To meet the needs of smart cities, smart services will rely on low latency to offer essential real-time and ultra-reliable connectivity and interactivity. For example, autonomous drones are going to need incredibly fast response times, but won’t necessarily require fast data rates.

On the other hand, things like cloud based services will be reliant on fast data rates, but not necessarily need low latency. This is where network slicing comes in. It will allow providers to “slice up” their 5G networks to meet the different requirements of different services.

 

Li-Fi

Li-Fi gets its name from its similarity to Wi-Fi, only it uses visible light rather than radio waves to connect to devices. Due to its nature, it can reach staggering speeds of up to 224 gigbits per second. Something that will be very useful within a high-speed, high-demand network.

One of the most obvious benefits of Li-Fi will be its ability to connect places where Wi-Fi can’t. It uses LED (Light-emitting diode) bulbs to bring very fast and reliable connectivity to users within its proximity.

 

LoRa

As we move towards smart cities, millions of low power sensors will replace wide area networks and connect to provide connectivity and interconnectivity for users moving within that space.

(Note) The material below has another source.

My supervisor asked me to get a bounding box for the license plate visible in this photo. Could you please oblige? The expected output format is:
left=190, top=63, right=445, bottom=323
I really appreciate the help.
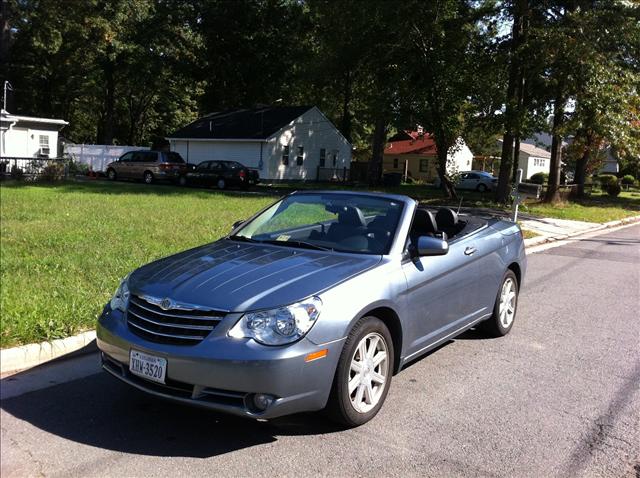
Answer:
left=129, top=350, right=167, bottom=383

This is where LoRa comes in.

LoRa is a low power, low range wireless network platform which is secure, highly available and highly reliable. It has been developed specifically with IoT and smart cities in mind. Importantly, it is configured to work on multiple frequencies within the free radio spectrum, which allows for applications across very wide geographical areas and connecting both indoors and outdoors.

LoRa’s most compelling opportunity lies in its ability to connect and manage cities own sub-systems such as waste-management, agriculture, parking, lighting etc. By connecting simultaneously, it will provide the platform for easy, comprehensive management.

 

There is no denying smart cities will be a reality very soon and the 5G technologies behind them are sure to include an array of sophisticated technologies that will enhance and add to our existing infrastructure. When this will be fully operational across the world’s major towns and cities is unclear, but Li-Fi, LoRa and network slicing are sure to provide the foundations of the fast-approaching 5G future.